Advertisement

Arts and Heritage Foundation

Share

Christopher Knight’s column (“The Heritage Foundation Takes the Fight Over the Arts to Ignorant New Lows,” Opinion, Feb. 24) was a parody, right? If Knight reads it aloud, surely he will get a government grant for performance art. It fits the current National Endowment for the Arts (NEA) standard, which, as I understand it, is a “cutting edge” work characterized by rage, name-calling and little substance. Bravo, Mr. Knight. On the other hand, the tone of his attack on my Heritage Foundation report on the NEA is so personal and ferocious there must be more to it. Did I run over Knight’s dog or what?

Amid the thesaurus-like litany of epithets, Knight does make a couple of coherent, if groundless, charges.

He indicates that a Spy magazine article I cited is satire. But Spy’s expose of abuses in the NEA’s peer review panel process was solid investigative reporting.

Advertisement

Also, Knight criticizes my use of Webster’s Third New International Dictionary of the English Language, Unabridged to define avant-garde . He dismisses it as a “popular” definition. The edition I quoted is used by scholars from Stanford to Princeton. If Knight wants to invent his own definitions, that is understandable, given some of the art he critiques.

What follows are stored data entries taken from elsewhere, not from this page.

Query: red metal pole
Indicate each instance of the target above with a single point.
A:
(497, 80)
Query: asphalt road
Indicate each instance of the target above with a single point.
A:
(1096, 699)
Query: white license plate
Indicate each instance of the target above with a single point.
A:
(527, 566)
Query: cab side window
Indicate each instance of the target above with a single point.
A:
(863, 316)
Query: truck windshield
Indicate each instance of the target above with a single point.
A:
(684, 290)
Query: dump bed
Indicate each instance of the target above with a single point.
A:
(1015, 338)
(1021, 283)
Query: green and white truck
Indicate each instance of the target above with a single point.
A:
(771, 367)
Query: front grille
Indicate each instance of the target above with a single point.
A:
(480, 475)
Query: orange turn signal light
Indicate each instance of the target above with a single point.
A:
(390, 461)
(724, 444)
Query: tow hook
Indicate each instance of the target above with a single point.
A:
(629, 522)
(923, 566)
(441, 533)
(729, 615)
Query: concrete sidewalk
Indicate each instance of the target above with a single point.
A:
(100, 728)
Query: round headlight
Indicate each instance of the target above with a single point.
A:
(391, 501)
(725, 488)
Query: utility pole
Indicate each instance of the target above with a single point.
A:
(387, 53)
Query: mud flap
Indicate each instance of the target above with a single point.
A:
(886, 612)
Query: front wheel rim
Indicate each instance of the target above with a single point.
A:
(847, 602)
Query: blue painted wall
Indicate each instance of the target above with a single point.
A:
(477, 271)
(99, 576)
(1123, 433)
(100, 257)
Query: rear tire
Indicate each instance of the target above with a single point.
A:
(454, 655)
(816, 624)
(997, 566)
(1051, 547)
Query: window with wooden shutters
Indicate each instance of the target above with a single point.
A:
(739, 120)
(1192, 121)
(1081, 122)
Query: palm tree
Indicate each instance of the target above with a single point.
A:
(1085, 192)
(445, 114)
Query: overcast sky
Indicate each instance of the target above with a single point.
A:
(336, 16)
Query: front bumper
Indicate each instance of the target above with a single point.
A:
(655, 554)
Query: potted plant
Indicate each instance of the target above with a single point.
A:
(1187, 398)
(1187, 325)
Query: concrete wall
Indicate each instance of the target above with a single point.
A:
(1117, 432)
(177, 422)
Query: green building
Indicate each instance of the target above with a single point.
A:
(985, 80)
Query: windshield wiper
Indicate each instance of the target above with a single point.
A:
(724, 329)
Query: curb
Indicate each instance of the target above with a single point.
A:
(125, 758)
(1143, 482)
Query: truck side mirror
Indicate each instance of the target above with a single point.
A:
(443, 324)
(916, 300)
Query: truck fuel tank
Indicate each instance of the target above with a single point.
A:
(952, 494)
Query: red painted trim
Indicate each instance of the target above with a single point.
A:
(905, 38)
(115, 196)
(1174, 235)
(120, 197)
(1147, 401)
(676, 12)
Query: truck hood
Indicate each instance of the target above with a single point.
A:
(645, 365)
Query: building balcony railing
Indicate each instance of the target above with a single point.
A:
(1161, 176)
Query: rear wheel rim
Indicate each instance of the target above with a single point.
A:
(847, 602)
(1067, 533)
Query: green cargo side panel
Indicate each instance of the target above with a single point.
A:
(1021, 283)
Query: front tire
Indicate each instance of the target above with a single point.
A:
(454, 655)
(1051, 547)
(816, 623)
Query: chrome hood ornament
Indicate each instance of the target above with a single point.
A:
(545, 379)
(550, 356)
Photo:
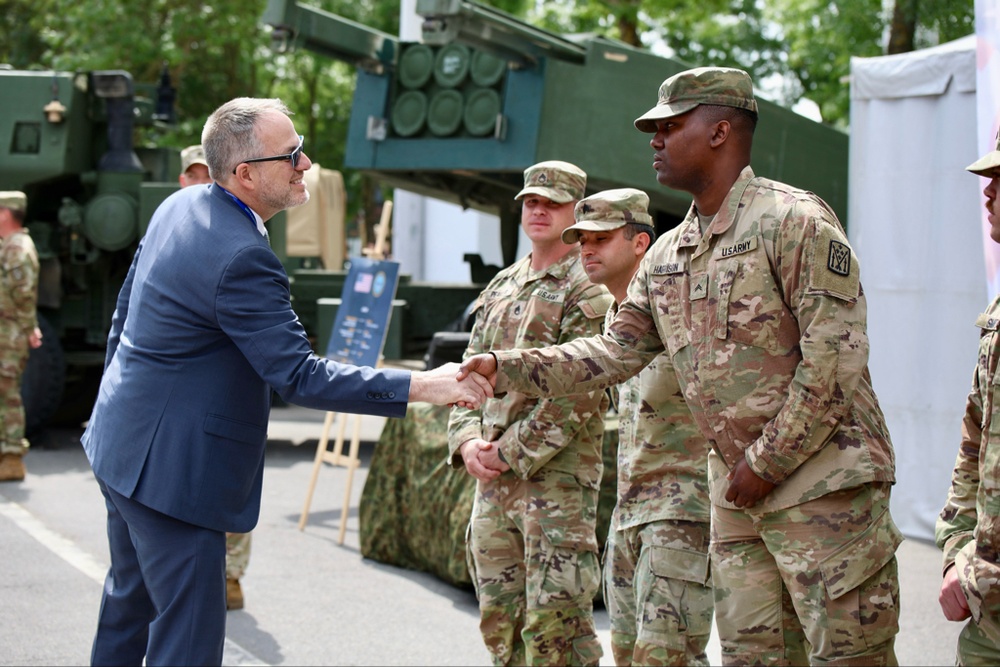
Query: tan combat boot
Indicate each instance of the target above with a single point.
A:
(234, 594)
(11, 468)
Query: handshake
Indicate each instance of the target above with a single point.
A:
(467, 386)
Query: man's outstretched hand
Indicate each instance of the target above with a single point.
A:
(441, 386)
(482, 366)
(745, 487)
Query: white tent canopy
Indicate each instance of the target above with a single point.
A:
(914, 222)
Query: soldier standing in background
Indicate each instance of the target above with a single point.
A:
(533, 548)
(19, 331)
(968, 529)
(194, 171)
(656, 563)
(757, 298)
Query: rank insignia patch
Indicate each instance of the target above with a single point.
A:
(839, 259)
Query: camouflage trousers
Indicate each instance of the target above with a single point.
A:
(812, 584)
(533, 558)
(237, 554)
(979, 641)
(656, 587)
(12, 440)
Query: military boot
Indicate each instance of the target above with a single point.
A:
(11, 468)
(234, 594)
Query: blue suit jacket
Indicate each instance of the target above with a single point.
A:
(202, 330)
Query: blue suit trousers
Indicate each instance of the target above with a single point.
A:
(165, 594)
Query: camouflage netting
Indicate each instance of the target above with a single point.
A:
(415, 508)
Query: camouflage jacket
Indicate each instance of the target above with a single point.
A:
(972, 511)
(19, 293)
(521, 308)
(764, 320)
(662, 456)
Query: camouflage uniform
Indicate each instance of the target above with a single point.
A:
(764, 320)
(19, 264)
(968, 529)
(533, 551)
(237, 554)
(656, 564)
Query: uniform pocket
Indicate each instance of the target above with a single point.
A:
(751, 310)
(679, 564)
(856, 562)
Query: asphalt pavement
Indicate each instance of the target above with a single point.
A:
(308, 599)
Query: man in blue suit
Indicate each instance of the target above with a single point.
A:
(202, 332)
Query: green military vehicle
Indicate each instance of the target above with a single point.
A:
(458, 116)
(67, 143)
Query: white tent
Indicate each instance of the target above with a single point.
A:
(914, 221)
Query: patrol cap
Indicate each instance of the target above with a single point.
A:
(559, 181)
(192, 155)
(607, 210)
(13, 199)
(725, 86)
(988, 162)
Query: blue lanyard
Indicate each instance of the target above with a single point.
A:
(243, 207)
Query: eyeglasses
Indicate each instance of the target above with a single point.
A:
(293, 157)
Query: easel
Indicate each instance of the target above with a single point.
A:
(336, 457)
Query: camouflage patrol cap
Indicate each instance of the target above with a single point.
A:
(607, 210)
(984, 165)
(559, 181)
(725, 86)
(192, 155)
(13, 199)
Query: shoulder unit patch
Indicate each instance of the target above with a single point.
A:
(839, 258)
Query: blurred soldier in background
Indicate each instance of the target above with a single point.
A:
(19, 330)
(533, 546)
(968, 529)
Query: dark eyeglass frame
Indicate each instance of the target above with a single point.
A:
(292, 157)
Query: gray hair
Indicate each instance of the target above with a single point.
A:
(230, 133)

Knight contradicts my assertion that the NEA has a bias against traditional, representational art. He says NEA regularly funds representational works, and cites the sado-masochistic, sexually explicit photos of Robert Mapplethorpe as an example. Good point! If Mapplethorpe can be counted in the “traditional, representational” category, things are worse than we thought.

Knight also quibbles with my description of the grant application for a show of artist Mike Kelley’s work at a Boston museum. In this way, Knight plays the NEA shell game. The NEA says: “We don’t fund the artist. We give the money to the museum, which then pays the artist.” Knight does this again when he states that NEA “has never given a grant to a porn star, past or present.” NEA records show that porn star Annie Sprinkle performed at The Kitchen, a New York theater that received an NEA seasonal grant explicitly earmarked for paying performers during the time Sprinkle performed.

Finally, Knight says Heritage backs “government censorship of the arts.” This old argument that artists are somehow “censored” if they cannot siphon money from other people’s paychecks is ludicrous. Just ask any of the artists now emerging in Eastern Europe and the Soviet Union. They’ll tell you what the word really means.

ROBERT H. KNIGHT

Senior Fellow for Cultural Policy Studies

Heritage Foundation, Washington, D.C.